# Shimano Nexave



## andlan17 (Feb 22, 2016)

Does anybody have any experience with this reel? I am looking at getting an inshore setup and came across this reel on tackle warehouse. I cant find anything recent on it, but it seems that they did make this model several years ago. The research I have been doing tells me that shimano is the brand to go with. Any help is appreciated. Thanks.


----------



## doomtrpr_z71 (Feb 22, 2016)

The only thing is those reels are composite framed, so a bull red will flex the frame.


----------



## Anvil Head (Feb 23, 2016)

Big bull will flex a metal one just as well. The Shimano will hold up fine if you set your drag right. I've got two that have worked the skinny water for years and are still good to go any day I am. Don't know how well they'll do past the 37# mark but one has made it that far with no tell of quitting.
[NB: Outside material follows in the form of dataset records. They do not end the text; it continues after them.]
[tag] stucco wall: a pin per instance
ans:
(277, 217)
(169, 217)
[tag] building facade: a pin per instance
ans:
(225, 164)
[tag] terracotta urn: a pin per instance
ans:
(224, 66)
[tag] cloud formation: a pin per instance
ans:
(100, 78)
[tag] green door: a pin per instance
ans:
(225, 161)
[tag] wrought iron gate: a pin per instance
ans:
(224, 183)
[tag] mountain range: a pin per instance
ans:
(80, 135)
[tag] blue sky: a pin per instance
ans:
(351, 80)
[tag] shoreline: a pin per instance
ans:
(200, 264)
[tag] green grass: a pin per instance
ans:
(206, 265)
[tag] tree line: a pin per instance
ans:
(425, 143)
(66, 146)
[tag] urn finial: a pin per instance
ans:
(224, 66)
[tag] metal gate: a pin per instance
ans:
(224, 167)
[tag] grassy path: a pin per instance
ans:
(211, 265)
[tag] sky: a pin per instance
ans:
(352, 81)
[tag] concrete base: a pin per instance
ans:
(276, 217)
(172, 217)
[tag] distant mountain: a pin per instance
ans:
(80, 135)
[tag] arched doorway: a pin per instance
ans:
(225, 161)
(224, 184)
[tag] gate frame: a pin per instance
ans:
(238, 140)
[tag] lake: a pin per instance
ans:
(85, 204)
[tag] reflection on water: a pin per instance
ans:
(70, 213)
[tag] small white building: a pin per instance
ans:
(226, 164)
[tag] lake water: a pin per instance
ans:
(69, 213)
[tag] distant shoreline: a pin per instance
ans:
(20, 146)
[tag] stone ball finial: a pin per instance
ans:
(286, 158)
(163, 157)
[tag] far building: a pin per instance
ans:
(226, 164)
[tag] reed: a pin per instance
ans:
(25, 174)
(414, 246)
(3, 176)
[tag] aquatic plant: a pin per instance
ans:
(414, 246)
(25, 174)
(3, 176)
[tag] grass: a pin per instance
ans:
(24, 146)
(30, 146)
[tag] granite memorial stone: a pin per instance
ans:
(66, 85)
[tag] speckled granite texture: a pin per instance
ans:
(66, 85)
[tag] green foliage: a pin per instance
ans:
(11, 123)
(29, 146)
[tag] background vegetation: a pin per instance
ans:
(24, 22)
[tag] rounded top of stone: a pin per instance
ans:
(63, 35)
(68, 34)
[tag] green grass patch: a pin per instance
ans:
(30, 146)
My bad - older model than Nexave, but pretty much the same reel looking at the internals and skeleton. (They're out in the shed and I'm not going out there in the rain).


----------



## andlan17 (Feb 23, 2016)

would you recommend the sedona over the nexave? the sedona 3000 has 18 lbs of drag and the nexave 2500 only has 9


----------



## doomtrpr_z71 (Feb 23, 2016)

The sedona 3000 only has 9 as well, you get the bump up to 18 at the 4000 size. Honestly, I'd try and find an older shimano spheros on ebay, I bought a new one for $100 and a used one for $75. Otherwise, I'd save the money and buy a sienna for $30 with 13lbs of drag (4000 size). Even the 2500 size sienna is pretty close to sedona and nexave while being half the price.


----------



## andlan17 (Feb 23, 2016)

I am finding 2 different drags listed on shimano's website for the 3000 model. I guess it is the american site that says its only got 9 lbs of drag. However, the UK and AU sites say the same model has 8.5 Kg of drag, which is about 18.5 lbs. Every website I look at that model says it has 18 lbs of drag. Maybe it is just a mistake on shimano's part.


----------



## doomtrpr_z71 (Feb 23, 2016)

The stradic 3000 is only rated at 14lbs, I don't see the sedona having a bigger drag than a stradic.


----------